In other words, I wanted to, uh, firm up the girls.
I had washed and air dried the bra several times to break it in and had even worn it around the apartment a few times just to get it ready.
My wife was working late, so
Alex was taking me to work. After we all got back from the party, I was going to call Mitzie so she could come and pick me up.
We all spent a few hours getting the food ready and then it was time to change into my serving attire. I took off my regular bra and put on my new bra. I then put on my shirt, tie and skirt and shoes.
Some of the cooks left and some of the servers arrived and we piled into the van and took off.
About ten minutes, I felt a little warm. I was sitting in the back so I discreetly slipped my hand up my shirt and my titties....they were a-sweatin'!
Fuckin' a. The bra had too much material. I had the dreaded breast sweats. But I figured, hey, I won't be working in the back, I'll be serving in the nice air-conditioned hall! The van was hot and the air wasn't working, so no biggie!
Yeah, okay.
Yeah, it was an outdoor party. And it was a WARM June night. And after an hour, I felt like I was going to pass out. I was already on my back up shirt. Luckily, everyone was sweating some, so my dripping boobies didn't get noticed.
Fuck it. I had my buddy Tina cover for me so I could take an early break. I went out to the van and grabbed my tote and took off the Tit Swelter Apparatus and tossed it in there.
I then went into the back prep room where Kevin was working, mixing up some punch.
"Kev, where's the bathrooms?"
"Down the hall, you'll see the signs."
"Thanks!"
I went in and opened my tote.....and couldn't find my other bra!
NOOOOOOOOOOOOOOOOOOOOOOO!
I groaned and put the Breast Sweat Machine back on.
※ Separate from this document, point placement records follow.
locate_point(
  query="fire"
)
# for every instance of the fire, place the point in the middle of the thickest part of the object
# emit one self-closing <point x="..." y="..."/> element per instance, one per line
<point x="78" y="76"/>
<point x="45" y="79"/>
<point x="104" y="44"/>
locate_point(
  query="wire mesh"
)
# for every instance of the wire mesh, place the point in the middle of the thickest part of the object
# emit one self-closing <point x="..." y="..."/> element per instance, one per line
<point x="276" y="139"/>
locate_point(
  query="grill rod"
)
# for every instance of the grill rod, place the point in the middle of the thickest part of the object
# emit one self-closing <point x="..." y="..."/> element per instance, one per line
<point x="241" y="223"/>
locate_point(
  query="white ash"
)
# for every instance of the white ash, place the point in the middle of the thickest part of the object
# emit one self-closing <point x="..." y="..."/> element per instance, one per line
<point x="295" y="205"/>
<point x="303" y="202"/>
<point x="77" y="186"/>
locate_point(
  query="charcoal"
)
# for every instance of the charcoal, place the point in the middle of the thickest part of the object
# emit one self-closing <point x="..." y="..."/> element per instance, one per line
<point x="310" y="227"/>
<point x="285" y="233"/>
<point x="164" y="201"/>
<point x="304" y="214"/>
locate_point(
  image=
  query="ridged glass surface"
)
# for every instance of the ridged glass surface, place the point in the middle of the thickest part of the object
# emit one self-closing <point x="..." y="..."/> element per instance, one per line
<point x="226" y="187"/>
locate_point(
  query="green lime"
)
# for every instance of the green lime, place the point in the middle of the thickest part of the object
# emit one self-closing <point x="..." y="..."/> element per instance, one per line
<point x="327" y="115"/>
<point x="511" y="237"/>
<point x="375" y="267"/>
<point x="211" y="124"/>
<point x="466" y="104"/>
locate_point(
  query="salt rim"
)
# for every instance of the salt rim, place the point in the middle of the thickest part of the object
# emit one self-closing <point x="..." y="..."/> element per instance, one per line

But I did survive. I took every chance I could to put ice on the inside of my wrists (this works) and couple with that, frequent breast and chest wipe downs and the evening getting cooler as it wore on, and I got through it.
And later that night, after we got back to headquarters, I went into the bathroom and saw my bra hanging on the hook.
I called Mitzie and everybody started leaving. The owner let me sit in the back room to wait for my wife and when I was alone, I took off that freaking bra and opened my shirt.
The girls were sooooooooo thankful. Not too long after the owner left, Mitzie arrived and laughed when I told her the whole story and commemorated it with that picture that I really wanted no part of.